Nous ne pourrions mettre sous les yeux du lecteur aucun exemple plus remarquable de la manière dont les jugements solennels et le magistère ordinaire se prêtent un mutuel concours pour augmenter la clarté et la certitude d'une doctrine d'abord enveloppée de quelques ténèbres. Une question s'impose à l'attention des chrétiens ; deux solutions contraires sont en présence, et la lutte est on ne peut plus vive. Par l'influence du magistère ordinaire, les preuves du sentiment vé­ritable paraissent de plus en plus convaincantes et conquièrent des adhérents ; la dévotion à la Sainte Vierge en gagne peut-être plus encore que les raisons théologiques. En 1325, la cause est déférée au pape Jean XXII qui se prononce en faveur de l'Immaculée Conception et en fait célébrer la fête avec une nouvelle solennité, à Avignon. La controverse conti­nue. A la fin du XVè siècle, presque tout l'univers semble gagné. En 1476, Sixte IV approuve un office de l'Immaculée Conception. En 1546, le Concile de Trente déclare qu'il n'entre point dans ses intentions de comprendre dans son décret relatif au péché originel la bienheureuse et immaculée Vierge Marie. En 1567, Pie V condamne la 74e proposition de Baius, qui est contraire au privilège de la Mère de Dieu, et, en 1570, il défend de taxer d'erreur soit le sentiment favorable à ce privilège, qui gagne toujours du terrain, soit le sentiment contraire qui garde encore des partisans. En 1617, Paul V maintient ces défenses pour les adversaires de l'Immaculée Conception et les lève en faveur de ceux qui la soutenaient. En 1622, Grégoire XV défend de nier l'Immaculée Conception non seulement en public, mais encore dans les conversa­tions particulières. En 1661, Alexandre VII donne au sentiment commun la qualification de pieuse croyance et soumet à des peines sévères ceux qui oseraient l'attaquer d'une manière quelconque, tout en défendant de les accuser de péché mortel ou d'hérésie formelle, tant que l'Église ne se sera pas prononcée. Dès lors, toute controverse est finie sur la vérité en question ; mais elle n'est pas pour cela un dogme de foi catholique. Aussi est-ce comme une pieuse croyance qu'elle est admise par le magistère ordinaire jusqu'au jour où Pie IX porte sa définition solennelle.

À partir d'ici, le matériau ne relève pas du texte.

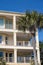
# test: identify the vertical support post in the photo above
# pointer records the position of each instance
(37, 45)
(15, 55)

Arrêtons-nous et concluons que le magistère ordinaire peut élucider un sentiment d'abord obscur, douteux et libre et le rendre certain et obligatoire, au point que la proposition contraire méritera toutes les notes inférieures à celles d'hérésie ; mais que, jusqu'ici, il ne parait pas avoir transformé aucune doctrine, même certaine, en dogme de foi, et qu'il lui serait difficile de le faire.

 

V. AUTORITÉ DOCTRINALE DE LA MAJORITÉ DES ÉVÊQUES DISPERSÉS

 

Il est temps que notre attention se porte sur l'élément principal du magistère ordinaire, sur celui qui en fait une rè­gle infaillible et obligatoire de notre foi et de nos sentiments, je veux dire sur l'autorité qui y préside.

Cette autorité est celle du Pape et du collège épiscopal uni au Pape.

C'est à ce chef, c'est à ce corps que toutes les promesses d'infaillibilité sont faites et que tous les pouvoirs sur l'Église sont donnés.

Tout est dans la dépendance et sous la surveillance de cette autorité souveraine ; tous les éléments dont nous avons parlé n'entrent dans le magistère ordinaire et universel que par son action ; ils en sont les organes ou plutôt les instru­ments et en reçoivent toute leur vertu, comme la branche reçoit sa vie et sa nourriture du tronc de l'arbre, aussi long­temps qu'elle y reste attachée.

Occupons-nous d'abord du collège épiscopal dispersé, à qui les théologiens semblent attribuer, d'ordinaire, l'infaillibi­lité du magistère quotidien ; nous parlerons plus tard du Souverain Pontife, qui est le chef des évêques.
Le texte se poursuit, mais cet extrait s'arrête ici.